Studio album by George Strait
- Released: September 8, 1986
- Studio: Sound Stage Studios (Nashville, Tennessee)
- Genre: Country, Christmas
- Length: 26:38
- Label: MCA
- Producer: Jimmy Bowen George Strait;

George Strait chronology
| #7 (1986) | Merry Christmas Strait to You! (1986) | Ocean Front Property (1987) |

= Merry Christmas Strait to You! =

Merry Christmas Strait to You! is the first Christmas album by American country music artist George Strait, released on September 8, 1986 by MCA Records.

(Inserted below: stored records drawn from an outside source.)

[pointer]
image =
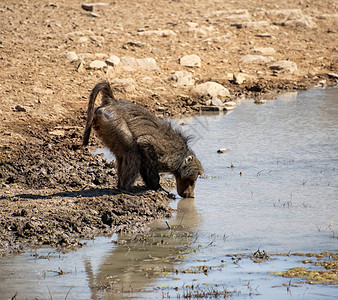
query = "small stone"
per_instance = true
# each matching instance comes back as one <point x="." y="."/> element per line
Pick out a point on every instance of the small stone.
<point x="97" y="65"/>
<point x="57" y="132"/>
<point x="132" y="64"/>
<point x="230" y="105"/>
<point x="254" y="25"/>
<point x="80" y="68"/>
<point x="192" y="61"/>
<point x="256" y="59"/>
<point x="284" y="66"/>
<point x="212" y="89"/>
<point x="239" y="78"/>
<point x="260" y="101"/>
<point x="332" y="75"/>
<point x="264" y="51"/>
<point x="161" y="33"/>
<point x="183" y="78"/>
<point x="223" y="150"/>
<point x="94" y="15"/>
<point x="113" y="60"/>
<point x="216" y="102"/>
<point x="20" y="108"/>
<point x="147" y="64"/>
<point x="71" y="56"/>
<point x="43" y="91"/>
<point x="212" y="108"/>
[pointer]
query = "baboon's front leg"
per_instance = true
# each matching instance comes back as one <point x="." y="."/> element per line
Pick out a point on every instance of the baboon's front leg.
<point x="127" y="170"/>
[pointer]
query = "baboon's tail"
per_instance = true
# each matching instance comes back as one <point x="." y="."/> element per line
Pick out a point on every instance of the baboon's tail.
<point x="107" y="97"/>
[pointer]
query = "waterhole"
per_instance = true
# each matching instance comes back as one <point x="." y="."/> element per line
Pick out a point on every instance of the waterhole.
<point x="267" y="205"/>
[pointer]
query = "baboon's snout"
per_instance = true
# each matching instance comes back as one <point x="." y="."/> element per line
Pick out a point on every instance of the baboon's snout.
<point x="185" y="188"/>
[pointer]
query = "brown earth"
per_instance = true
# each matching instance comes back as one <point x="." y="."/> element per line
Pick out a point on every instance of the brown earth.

It reached #17 on the Billboard Top Country Albums chart and is certified double platinum by the RIAA.

Professional ratings
Review scores
| Source | Rating |
| Allmusic | Star |

==Track listing==

Side one
| No. | Title | Writer(s) | Length |
|---|---|---|---|
| 1. | "White Christmas" | Irving Berlin | 3:03 |
| 2. | "There's a New Kid in Town" | Don Cook, Curly Putman, Keith Whitley | 4:27 |
| 3. | "Winter Wonderland" | Felix Bernard, Richard Bernhard Smith | 2:23 |
| 4. | "Merry Christmas Strait to You" | Bob Kelly | 2:40 |
| 5. | "Away in a Manger" | James R. Murray | 2:44 |

Side two
| No. | Title | Writer(s) | Length |
|---|---|---|---|
| 6. | "For Christ's Sake, It's Christmas" | Hank Cochran, Dean Dillon | 3:13 |
| 7. | "Frosty the Snowman" | Walter E. Rollins, Steve Nelson | 2:18 |
| 8. | "When It's Christmas Time in Texas" | Benny McArthur | 3:09 |
| 9. | "Santa Claus Is Coming to Town" | John Frederick Coots, Haven Gillespie | 2:12 |
| 10. | "What a Merry Christmas This Could Be" | Cochran, Harlan Howard | 3:05 |
| Total length: |  |  | 26:38 |

== Personnel ==
- George Strait – lead vocals, acoustic guitar
- John Barlow Jarvis – acoustic piano
- Billy Joe Walker Jr. – acoustic guitars
- Larry Byrom – electric guitars
- Reggie Young – electric guitar
- Paul Franklin – steel guitar
- David Hungate – bass guitar
- Eddie Bayers – drums
- Johnny Gimble – fiddle
- Curtis Young – backing vocals

=== Production ===
- Jimmy Bowen – producer
- George Strait – producer
- Bob Bullock – recording, overdub recording, mixing
- Steve Tillisch – overdub recording
- Mark J. Coddington – second engineer
- Tim Kish – second engineer
- Russ Martin – second engineer
- Glenn Meadows – mastering at Masterfonics (Nashville, Tennessee)
- Simon Levy – art direction
- Tal Howard – design
- Mike Drake – illustration
- Peter Nash – photography
- Erv Woolsey – management

==Chart positions==

| Chart (1986) | Peak position |
|---|---|
| U.S. Billboard Top Country Albums | 17 |

== Certifications ==

Certifications for Merry Christmas Strait to You
| Region | Certification | Certified units/sales |
| United States (RIAA) | 2× Platinum | 2,000,000^{^} |
^{^} Shipments figures based on certification alone.